Women’s stories from the past aren’t easy to recover. Women left less evidence, different evidence, evidence that’s harder to find and often more challenging to interpret. And where they have been recovered, women’s stories have often been drowned out by male-focused narratives of national politics, commercial and industrial economies, and power in the public sphere. On June 2, the Massachusetts History Conference will bring together scholars, archivists, local and public historians to explore the ways in which the distinctive stories of women and their work can be woven into local, state and national historical narratives. I plan to be there, because I believe these stories matter; they need to be heard.

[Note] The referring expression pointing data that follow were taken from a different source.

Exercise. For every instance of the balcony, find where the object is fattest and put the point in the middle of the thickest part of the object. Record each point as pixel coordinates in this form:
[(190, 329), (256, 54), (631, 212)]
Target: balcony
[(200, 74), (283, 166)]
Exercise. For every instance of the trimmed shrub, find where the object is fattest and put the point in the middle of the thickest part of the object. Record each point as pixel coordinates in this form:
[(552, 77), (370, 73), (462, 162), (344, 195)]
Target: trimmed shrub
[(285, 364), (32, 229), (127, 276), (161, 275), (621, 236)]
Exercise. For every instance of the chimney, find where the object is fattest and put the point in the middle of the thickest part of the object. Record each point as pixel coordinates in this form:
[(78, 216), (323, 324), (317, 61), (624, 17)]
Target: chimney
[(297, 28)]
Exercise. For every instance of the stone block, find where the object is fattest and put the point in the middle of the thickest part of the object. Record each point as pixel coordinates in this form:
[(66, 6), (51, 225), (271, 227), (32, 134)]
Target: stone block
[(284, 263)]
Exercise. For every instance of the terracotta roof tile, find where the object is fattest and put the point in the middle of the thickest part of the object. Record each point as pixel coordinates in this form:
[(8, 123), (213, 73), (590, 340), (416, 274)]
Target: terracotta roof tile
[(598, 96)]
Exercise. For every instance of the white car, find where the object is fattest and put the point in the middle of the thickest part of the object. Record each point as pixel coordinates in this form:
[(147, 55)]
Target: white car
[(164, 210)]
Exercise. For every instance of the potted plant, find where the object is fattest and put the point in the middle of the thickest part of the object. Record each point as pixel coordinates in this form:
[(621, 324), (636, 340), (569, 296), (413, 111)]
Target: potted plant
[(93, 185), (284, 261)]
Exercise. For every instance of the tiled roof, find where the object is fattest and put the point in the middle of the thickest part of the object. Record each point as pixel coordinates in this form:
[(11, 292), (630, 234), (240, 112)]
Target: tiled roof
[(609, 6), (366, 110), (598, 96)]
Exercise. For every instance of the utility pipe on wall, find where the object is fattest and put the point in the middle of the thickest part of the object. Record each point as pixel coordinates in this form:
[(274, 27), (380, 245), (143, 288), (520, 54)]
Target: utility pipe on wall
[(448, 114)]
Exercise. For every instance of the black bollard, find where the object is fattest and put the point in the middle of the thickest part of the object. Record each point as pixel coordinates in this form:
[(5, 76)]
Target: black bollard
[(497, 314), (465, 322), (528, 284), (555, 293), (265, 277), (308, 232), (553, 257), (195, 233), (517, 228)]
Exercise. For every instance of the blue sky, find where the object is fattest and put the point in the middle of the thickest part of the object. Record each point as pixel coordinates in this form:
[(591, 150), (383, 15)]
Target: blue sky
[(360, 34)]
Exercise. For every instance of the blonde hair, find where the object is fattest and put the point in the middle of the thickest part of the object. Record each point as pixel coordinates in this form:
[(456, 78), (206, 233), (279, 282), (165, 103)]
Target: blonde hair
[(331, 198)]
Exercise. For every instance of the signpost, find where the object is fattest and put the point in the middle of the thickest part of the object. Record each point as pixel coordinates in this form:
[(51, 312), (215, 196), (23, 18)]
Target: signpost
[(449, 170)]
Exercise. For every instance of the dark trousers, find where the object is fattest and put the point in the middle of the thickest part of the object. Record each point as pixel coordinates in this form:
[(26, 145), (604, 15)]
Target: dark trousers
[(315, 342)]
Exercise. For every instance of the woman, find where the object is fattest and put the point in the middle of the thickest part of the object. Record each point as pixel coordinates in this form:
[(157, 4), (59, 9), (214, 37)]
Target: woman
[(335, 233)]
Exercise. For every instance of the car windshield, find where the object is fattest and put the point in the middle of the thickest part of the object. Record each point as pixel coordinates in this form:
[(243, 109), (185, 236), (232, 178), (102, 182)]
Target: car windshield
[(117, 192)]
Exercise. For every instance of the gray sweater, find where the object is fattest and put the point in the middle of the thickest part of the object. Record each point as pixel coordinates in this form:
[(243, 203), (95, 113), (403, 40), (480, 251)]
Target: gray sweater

Twenty years ago I went looking for a woman’s diary. I was seeking some rich source on women’s everyday life in New England’s Early Republic, some record of their quotidian experience of living and loving, producing and nurturing, worshipping, reforming, befriending, birthing, and burying in their rural villages. How did their daily life and work contribute to shaping their world? I went to visit the late Jack Larkin at Old Sturbridge Village. He put in my hands several volumes of the diary of Mary White, a rural Massachusetts farm wife and mother of ten, who kept a journal from the day she married in 1798 until the day she died in 1860.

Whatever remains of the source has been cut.